User-Agent: Mozilla Thunderbird
Cancel-Lock: sha1:N2R8yqFqvGMzsvU5O9qUiQ6x7IM=
In-Reply-To: <20240801172148.200@kylheku.com>
Content-Language: en-GB
Bytes: 3700

On 02/08/2024 01:37, Kaz Kylheku wrote:
> On 2024-08-01, Bart <bc@freeuk.com> wrote:
>> On 01/08/2024 20:39, Kaz Kylheku wrote:
>>> On 2024-08-01, Mark Summerfield <mark@qtrac.eu> wrote:
>>>> This program segfaults at the commented line:
>>>>
>>>> #include <ctype.h>
>>>> #include <stdio.h>
>>>>
>>>> void uppercase_ascii(char *s) {
>>>>       while (*s) {
>>>>           *s = toupper(*s); // SEGFAULT
>>>>           s++;
>>>>       }
>>>> }
>>>>
>>>> int main() {
>>>>       char* text = "this is a test";
>>>
>>> The "this is a test" object is a literal. It is part of the program's image.
>>
>> So is the text here:
>>
>>     char text[]="this is a test";
>>
>> But this can be changed without making the program self-modifying.
> 
> The array which is initialized by the literal is what can be
> changed.
> 
> In this situation, the literal is just initializer syntax,
> not required to be an object with an address.

I don't spot the 'int main() {' part of your example; my version of it 
was meant to be static. (My A, B examples explicitly used 'static'.)

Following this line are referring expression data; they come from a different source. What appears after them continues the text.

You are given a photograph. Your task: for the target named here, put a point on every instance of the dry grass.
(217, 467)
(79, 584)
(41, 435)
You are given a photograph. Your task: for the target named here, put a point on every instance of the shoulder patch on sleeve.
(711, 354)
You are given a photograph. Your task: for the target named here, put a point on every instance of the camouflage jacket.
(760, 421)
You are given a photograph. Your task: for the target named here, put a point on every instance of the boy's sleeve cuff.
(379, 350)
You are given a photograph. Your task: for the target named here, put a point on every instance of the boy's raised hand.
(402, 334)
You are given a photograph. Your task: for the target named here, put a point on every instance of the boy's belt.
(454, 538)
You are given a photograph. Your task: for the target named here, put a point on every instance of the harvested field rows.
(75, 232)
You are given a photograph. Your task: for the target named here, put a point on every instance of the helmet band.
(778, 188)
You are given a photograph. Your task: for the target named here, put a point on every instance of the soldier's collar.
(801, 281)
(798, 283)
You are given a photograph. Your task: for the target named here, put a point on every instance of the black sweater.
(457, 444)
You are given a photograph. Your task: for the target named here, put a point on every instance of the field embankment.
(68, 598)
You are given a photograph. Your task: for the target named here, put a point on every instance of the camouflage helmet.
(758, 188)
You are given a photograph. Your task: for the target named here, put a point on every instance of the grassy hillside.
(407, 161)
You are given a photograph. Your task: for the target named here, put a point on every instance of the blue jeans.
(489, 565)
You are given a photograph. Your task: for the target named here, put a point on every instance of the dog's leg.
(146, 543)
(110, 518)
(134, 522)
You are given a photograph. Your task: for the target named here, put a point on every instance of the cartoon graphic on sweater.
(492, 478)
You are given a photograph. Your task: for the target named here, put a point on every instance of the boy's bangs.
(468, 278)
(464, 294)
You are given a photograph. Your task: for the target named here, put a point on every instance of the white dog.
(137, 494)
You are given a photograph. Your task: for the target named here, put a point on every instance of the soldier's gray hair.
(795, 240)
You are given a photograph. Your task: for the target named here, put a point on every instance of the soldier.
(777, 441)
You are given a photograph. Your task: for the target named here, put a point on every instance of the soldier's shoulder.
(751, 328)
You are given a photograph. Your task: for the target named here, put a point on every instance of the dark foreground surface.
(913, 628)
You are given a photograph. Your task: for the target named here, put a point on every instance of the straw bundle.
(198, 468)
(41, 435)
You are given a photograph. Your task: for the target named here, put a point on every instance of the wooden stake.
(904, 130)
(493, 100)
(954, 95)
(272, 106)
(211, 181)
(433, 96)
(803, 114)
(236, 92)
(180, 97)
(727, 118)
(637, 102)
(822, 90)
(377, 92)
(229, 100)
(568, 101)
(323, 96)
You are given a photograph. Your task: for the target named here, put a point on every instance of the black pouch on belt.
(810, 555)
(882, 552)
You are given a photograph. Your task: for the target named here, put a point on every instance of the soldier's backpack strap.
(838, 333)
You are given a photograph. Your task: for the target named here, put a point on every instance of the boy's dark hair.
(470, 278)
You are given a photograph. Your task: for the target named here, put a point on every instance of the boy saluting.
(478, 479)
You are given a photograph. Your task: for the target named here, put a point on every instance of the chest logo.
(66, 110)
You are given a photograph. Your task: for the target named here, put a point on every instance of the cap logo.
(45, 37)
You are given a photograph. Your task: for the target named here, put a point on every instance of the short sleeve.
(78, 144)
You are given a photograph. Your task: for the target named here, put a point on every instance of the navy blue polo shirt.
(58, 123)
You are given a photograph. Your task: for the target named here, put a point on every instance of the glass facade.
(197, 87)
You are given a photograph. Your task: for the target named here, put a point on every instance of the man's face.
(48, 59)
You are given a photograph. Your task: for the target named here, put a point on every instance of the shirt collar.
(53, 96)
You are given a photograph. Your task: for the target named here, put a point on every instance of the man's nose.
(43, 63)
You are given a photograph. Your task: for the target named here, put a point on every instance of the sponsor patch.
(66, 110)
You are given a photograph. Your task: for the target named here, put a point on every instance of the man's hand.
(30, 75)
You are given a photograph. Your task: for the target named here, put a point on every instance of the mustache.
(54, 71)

>> I guess it depends on what is classed as the program's 'image'.
>>
>> I'd say the image in the state it is in just after loading or just
>> before execution starts (since certain fixups are needed). But some
>> sections will be writable during execution, some not.
> 
> Programs can self-modify in ways designed into the run time.
> The toaster has certain internal receptacles that can take
> certain forks, according to some rules, which do not affect
> the user operating the toaster according to the manual.
> 
>> The dangers are small, but there must be reasons why a dedication
>> section is normally used. gcc on Windows creates up to 19 sections, so
>> it would odd for literal strings to share with code.
> 
> One reason is that PC-relative addressing can be used by code to
> find its literals. Since that usually has a limited range, it helps
> to keep the literals with the code. Combining sections also reduces
> size. The addressing is also relocatable, which is useful in shared
> libs.

You must be talking about ARM then, with its limited address 
displacement (I think 12 bits or +/- 2KB).

On x64, PC-relative uses a 32-bit offset so the range is +/- 2GB; enough 
to have string literals located in their own read-only section of memory.

I'm sure you can do that on ARM too, I can think of several ways (and 
there are loads more registers to play with keep as bases to tables of 
such data). But I don't know what real code does.